Airport’s $7M project is nearly done
After undergoing $7 million in rehabilitation repairs during the first part of the summer, Texarkana Regional Airport’s primary runway is now back in full service.
On Wednesday, Airport Director Mark Mellinger told Airport Authority Board members that Runway 422, which is about 6,600 feet long, is 99.9 percent rehabilitated and only lacks a couple of nighttime light fixtures being raised.
The rehabilitation included overlaying and reinforcing both the runway’s surface and subsurface for the first time in 15 to 20 years.
The rehab’s financing, which came from 90 percent federal grant funds, will give the runway at least another 16 years of life before another rehab might be necessary, said Airport Manager Russell Henderson.
Mellinger said the Arkansas Department of Aeronautics will reimburse the airport for the remaining 10 percent, or about $700,000.
He added that overall airport air operations are up about 10 percent from last year—owing in large measure to the runway’s repair and reopening.
A significant part of air operations include C-130 military cargo flights from Little Rock’s Jackson Air Force Base.
Besides the runway’s reopening, Mellinger told board members he is planning to discuss funding engineer-
ing design work for a proposed new passenger terminal with officials at the Federal Aviation Administration’s Fort Worth, Texas-based regional headquarters.
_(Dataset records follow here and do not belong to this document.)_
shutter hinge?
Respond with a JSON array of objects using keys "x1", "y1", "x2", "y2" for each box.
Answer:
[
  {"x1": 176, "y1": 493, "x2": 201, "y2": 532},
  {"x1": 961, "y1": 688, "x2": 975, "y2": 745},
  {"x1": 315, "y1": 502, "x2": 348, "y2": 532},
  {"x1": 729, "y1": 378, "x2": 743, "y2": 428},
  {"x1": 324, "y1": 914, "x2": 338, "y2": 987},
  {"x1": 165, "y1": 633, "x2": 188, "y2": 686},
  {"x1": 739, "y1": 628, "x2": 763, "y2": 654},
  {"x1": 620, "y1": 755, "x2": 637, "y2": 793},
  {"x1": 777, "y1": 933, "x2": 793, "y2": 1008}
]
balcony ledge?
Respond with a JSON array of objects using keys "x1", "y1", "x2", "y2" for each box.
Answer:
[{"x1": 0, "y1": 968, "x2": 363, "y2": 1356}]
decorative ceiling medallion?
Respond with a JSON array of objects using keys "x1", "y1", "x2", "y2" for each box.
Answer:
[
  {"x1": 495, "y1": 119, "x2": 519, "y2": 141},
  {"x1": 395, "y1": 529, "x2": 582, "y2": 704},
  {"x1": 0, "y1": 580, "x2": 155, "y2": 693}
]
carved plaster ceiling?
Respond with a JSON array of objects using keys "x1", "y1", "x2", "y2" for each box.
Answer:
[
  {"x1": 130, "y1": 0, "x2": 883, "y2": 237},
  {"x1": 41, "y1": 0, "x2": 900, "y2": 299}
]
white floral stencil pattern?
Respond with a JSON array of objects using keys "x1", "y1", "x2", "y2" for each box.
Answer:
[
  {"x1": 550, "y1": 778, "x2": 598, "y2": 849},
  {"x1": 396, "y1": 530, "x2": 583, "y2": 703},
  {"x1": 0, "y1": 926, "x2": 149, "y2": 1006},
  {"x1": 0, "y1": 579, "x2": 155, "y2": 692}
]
Airport officials will have to submit a federal grant application as soon as possible to get the overall project launched. Design work is scheduled to start next month as part of the airport’s Fiscal Year 2017 budget.
In other business, Mellinger told board members repairs to the Airframe and Power Plant School are now complete— an effort that cost slightly more then $70,000. At least 90 percent of that bill will be reimbursed by the Arkansas Department of Aeronautics.